Ben sana meftun olmuşum Ey Sevgili. Gece yıldızlara şarkılar söylerim senin ayrılığına dayanamayınca. Ay gökte gümüş tepsi ile gönderdiğin gök nimetlerini getirir bana. Geldin bir gece vakti rüyalarıma, altın duygular bırakıp gittin, beni yalnızlığımla, düşman olan nefsimle baş başa bırakarak. Ayaklarımın altına alıp çiğniyorum işte nefsimi seni daha çok sevebilmek için. Tüm alışkanlıklarımı bırakıp senin ülkene hicret etmek istiyorum, seni görebilmek için. Gönlüm öyle kuvvetli arzuluyor ki seni Ey Sevgili; nisyana kalkışmakta, dünyaya dair olan herşeyi. Tüm dostlarımı bırakıp senin sevgine koşmak istiyorum. Dost olarak sen bana yetersin diye Ey Sevgili.
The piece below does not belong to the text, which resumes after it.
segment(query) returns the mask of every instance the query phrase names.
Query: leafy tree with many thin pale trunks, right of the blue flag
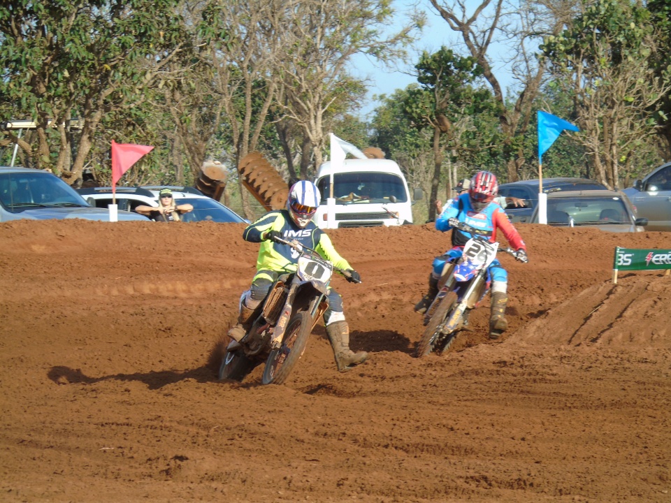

Ben sana meftun olmuşum Ey Sevgili. Biliyorum savaşta üzülmek gibisi yoktur, savaşta üzülmek gibisi. Sen yoksun diye, senin yeryüzüne getirdiklerin bizden uzaklaştırıldı diye hayat artık hayat değil, sürekli bir savaş gibi oldu. İşte bu acılar diyarında, çile içinde bükülmek gibisi yoktur, bükülmek gibisi. Ve işte içimizde yaşayan bu ölümün kucağında büzülmek gibisi yoktur, büzülmek gibisi. Bizim kalbimizi en çok yoran duygu da bu duygu. Ekmek tazeliğindeki ağlamanın etrafımıza getirdiği hüzün ve acı, her gün yaklaştırıyor bizi, seni daha çok sevmeye. Her gün yaklaştırıyor bizi, seni çok anmaya. Ve yaşayan ölümün kucağında daha çok yaşamaya halimiz-mecalimiz kalmadı. Kalbimizi ve çocukluğumuzu öldüren savaş, ansızın gelip yer açtı kendine hayatımızda. Evet ansızın gelen savaşın kucağında oturup böğrüne acılar saplanan annelerin ve çocukların kalbindeki duygu, özgül ağırlığı tartılabilen her şeyden daha ağır geliyor bedenlerine. Savaşta üzülmek gibisi yoktur, savaşta üzülmek gibisi! Özgül ağırlığı tartılabilen her şeyden daha ağır olan, savaşın içimize soktuğu duygunun altında ezilip duruyoruz. Bir daha hiç çıkmamak üzere hayatımıza giren savaşı, ancak senden aldığımız güç ve ilhamla kovabiliriz yeryüzünden. Yeni açılan bir papatya tazeliğindeki düşlerin ve düşüncelerin olmazsa, sana kavuşma özlemi olmazsa, senin rahmet bulutlarının altında gölgelenme umudu olmazsa; bizim halimiz nice olur. Eş ve arkadaş olur bize acılar. Hayat artık hayat değil, mutluluk artık mutluluk değil, bahar artık bahar değil, güzellikler artık güzel değil,  ekmeğin ve suyun tadı yok artık. Sen yoksun diye. Senin getirdiklerin hayattan uzaklaştırıldı diye. Hiçbir şeyin anlamı kalmadı artık Ey Sevgili.

Ben sana meftun olmuşum Ey Sevgili. Henüz doğmuş bir çocuk tazeliğindeki düşüncelerinle paylaşıp öldürüyoruz yalnızlığımızı. Daha insanların duymadığı acıların feryatlarını kendine katık etmiş anneler var yeryüzünde, senin sevgine muhtaç. Elinden tutup kurtar onları çile nöbetlerinden. Daha yeryüzünde hiç yaşanmamış acıları yiyerek büyüyen çocuklar var, senin merhametine muhtaç çocuklar var. Kalbinden tutup kurtar onları açlık nöbetlerinden. İnsanlık artık bir insanlık krizi geçiriyor. Ne olursun günahlarımıza, ikrah hallerimize ve isyanlarımıza bakma, tut elimizden kurtar bizi bu girdaptan, kurtar bizi bu insanlık krizinden, bu giriftten Ey Sevgili.

Ben sana meftun olmuşum Ey Sevgili. Eş ve arkadaş olur bize acılar. Hayat artık hayat değil, mutluluk artık mutluluk değil, bahar artık bahar değil, güzellikler artık güzel değil, ekmeğin ve suyun tadı yok artık. Kuruyup çöl oldu hayat. Çatlamış, susuz çorak bir toprağa dönüştü hayat ve öldü insanlık. Sen yoksun diye. Senin getirdiklerin hayattan uzaklaştırıldı diye. Hiçbir şeyin anlamı kalmadı artık Ey Sevgili.